The likelihood a for-profit company will receive a takeover bid is sharply higher when the target CEO is near age 65, according to new academic research.
Researchers from Stanford (Calif.) University and Dartmouth College in Hanover, N.H., wrote a paper about their findings, which provide "evidence that the career concerns and retirement preferences of target firms' CEOs affect takeover decisions." Moreover, those decisions may lead to outcomes that are unlikely to be in the target shareholders' best interest.
The researchers examined characteristics of CEOs and companies from the 1997-1999 merger wave. If the company was led by a CEO under retirement age, there was an annual probability of 4.4 percent that the company would receive a successful takeover bid. But when the CEO was 64-66 years in age, that probability increased to 5.8 percent. "This corresponds to a 32 percent increase in the odds of a sale," the researchers wrote.

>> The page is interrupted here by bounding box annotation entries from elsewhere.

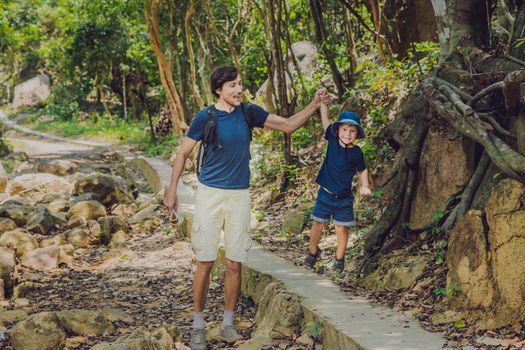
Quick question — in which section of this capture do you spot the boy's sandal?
[304,247,321,269]
[334,258,345,273]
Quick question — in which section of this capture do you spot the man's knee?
[197,261,215,274]
[225,259,241,274]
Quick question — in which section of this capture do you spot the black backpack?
[196,102,254,175]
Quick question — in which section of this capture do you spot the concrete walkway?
[132,158,445,350]
[0,110,445,350]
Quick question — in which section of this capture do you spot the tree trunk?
[144,0,188,133]
[310,0,344,98]
[184,0,204,109]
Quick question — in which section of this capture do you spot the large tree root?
[421,78,525,183]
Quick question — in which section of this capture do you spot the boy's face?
[337,124,359,145]
[216,75,242,107]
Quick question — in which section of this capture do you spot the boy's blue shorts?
[310,187,355,227]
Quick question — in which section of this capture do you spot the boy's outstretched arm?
[321,103,330,131]
[359,169,372,196]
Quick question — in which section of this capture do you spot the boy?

These results suggest bidders are more likely to target companies that are led by a CEO near retirement age, perhaps due to the CEOs' greater willingness to accept a takeover bid. But the effect of age on takeover frequencies is "significantly weaker among better governed firms," according to the paper, which measured "good governance" as stock ownership by the CEO, by blockholders and by directors, board size, board independence and CEO-chairman duality.

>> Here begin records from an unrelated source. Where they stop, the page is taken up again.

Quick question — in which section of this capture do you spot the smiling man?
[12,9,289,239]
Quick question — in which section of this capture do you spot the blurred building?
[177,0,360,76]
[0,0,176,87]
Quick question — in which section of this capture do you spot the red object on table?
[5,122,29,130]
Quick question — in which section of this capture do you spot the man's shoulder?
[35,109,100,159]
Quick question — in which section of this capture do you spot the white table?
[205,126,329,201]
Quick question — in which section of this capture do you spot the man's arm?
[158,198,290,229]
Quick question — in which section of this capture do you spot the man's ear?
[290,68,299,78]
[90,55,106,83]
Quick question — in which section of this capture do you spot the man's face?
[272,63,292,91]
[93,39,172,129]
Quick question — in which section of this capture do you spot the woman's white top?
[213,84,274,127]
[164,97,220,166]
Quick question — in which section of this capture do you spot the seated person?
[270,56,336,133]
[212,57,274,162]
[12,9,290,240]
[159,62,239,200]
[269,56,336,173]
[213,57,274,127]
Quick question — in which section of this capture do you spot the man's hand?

"This paper has a number of broader implications," wrote the researchers. "A growing literature in corporate finance examines the effects of executives' personal attributes — including risk aversion, overconfidence, or life experience — on corporate finance decisions. Our paper extends this literature with evidence that CEOs' desire to retire at age 65, which likely arises from a custom or social norm, has a significant and systematic effect on the decision whether (and when) to sell a public firm."